No. 9 Attack Helicopter Squadron based at Minneriya-Hingarukgoda was created on 24 November 1995 to operate three leased Mil Mi-24 Hinds. Today the SLAF operates around a dozen Mi-24V Hind-E and Mi-35P Hind-Fs. The latter being the export and somewhat downgraded version of the Mi-24P. To expand the helicopter's day- and night attack capabilities the SLAF ordered six Compact Multi-Purpose Advanced Stabilized Systems (CoMPASS). CoMPASS provides observation, surveillance and tracking from air, ground and naval platforms. CoMPASS incorporates a wide variety of visible and IR sensors along with laser rangefinders/designators in a stabilized package. Elbit/ELOP equipped six helicopters with this system during 2001. For self-protection the helicopters are also fitted with the Elta EL/M-2160 Missile Approach Warning System.
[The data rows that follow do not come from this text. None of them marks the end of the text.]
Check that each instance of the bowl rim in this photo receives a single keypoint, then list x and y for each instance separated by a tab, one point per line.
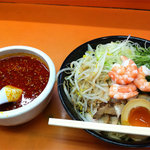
59	84
47	89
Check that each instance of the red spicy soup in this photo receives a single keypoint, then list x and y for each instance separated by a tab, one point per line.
26	72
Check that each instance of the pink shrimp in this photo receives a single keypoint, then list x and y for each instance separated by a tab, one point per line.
117	91
125	73
141	81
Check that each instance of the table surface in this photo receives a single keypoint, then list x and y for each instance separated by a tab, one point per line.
57	30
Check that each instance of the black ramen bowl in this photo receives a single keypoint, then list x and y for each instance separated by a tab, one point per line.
78	53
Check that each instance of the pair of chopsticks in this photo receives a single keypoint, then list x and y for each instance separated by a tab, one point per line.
144	131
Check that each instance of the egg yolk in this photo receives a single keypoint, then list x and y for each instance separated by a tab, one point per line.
139	116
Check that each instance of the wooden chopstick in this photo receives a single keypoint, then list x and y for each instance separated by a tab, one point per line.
144	131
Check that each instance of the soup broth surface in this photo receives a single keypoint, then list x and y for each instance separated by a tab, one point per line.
26	72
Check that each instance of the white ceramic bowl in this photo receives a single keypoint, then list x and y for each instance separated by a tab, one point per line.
31	110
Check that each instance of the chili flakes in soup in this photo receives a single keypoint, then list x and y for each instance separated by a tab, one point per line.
26	72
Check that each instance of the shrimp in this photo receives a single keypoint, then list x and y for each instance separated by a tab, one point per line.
117	91
125	73
141	81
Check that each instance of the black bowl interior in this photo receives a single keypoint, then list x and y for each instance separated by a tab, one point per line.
78	53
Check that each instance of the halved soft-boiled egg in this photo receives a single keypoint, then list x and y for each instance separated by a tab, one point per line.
136	113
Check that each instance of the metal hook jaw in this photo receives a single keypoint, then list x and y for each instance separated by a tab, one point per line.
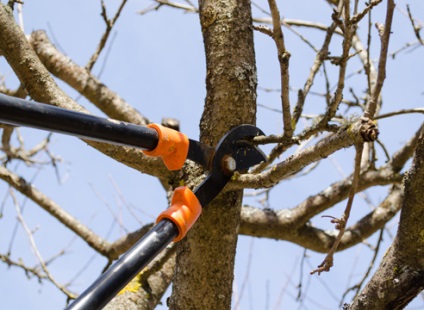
233	153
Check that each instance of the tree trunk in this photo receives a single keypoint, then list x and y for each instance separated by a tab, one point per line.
400	276
205	259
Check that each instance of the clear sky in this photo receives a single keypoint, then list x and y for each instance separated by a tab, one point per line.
156	62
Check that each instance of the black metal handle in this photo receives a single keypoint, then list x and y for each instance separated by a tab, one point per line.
110	283
20	112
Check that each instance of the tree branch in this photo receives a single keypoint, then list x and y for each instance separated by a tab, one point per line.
283	58
83	81
109	25
41	87
385	36
360	131
400	276
24	187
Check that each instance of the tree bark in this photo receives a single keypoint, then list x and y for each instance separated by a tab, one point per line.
400	276
205	259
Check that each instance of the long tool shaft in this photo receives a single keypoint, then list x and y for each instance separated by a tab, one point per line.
19	112
110	283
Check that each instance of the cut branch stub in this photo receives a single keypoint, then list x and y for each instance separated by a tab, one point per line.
368	130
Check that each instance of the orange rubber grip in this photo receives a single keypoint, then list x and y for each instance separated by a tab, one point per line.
184	211
172	147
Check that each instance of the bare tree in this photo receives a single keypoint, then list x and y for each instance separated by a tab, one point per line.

The Hind helicopters proved to be very useful and were used heavily again as a result of the increase in fighting since late April last year.

At the beginning of this year at least two Mi-24's found their way to Europe as they were shipped to LOM Praha in Kbely in the Czech Republic. As LOM Praha offered the SLAF the best available package for the necessary overhaul, it was decided to ship the aircraft there.

The SLAF Adapts
The improvements implemented over the last few years have made the SLAF stronger then ever and during the ongoing operations they are hitting the LTTE hard. An LTTE attempt to buy Stinger anti-aircraft missiles on the black-market US was uncovered by US Intelligence Services. Not having suitable anti-aircraft armament the only way for the LTTE to hit the air force is by a repeat of the attack on Katunayake Air Base which, on 21 July 2001, destroyed three K-8's, two Kfir C.7's two Mi-17's and one MiG-27M, or by targeting its pilots! The avoid the last, the pilots are now under heavy security and seldom leave the safety of the base.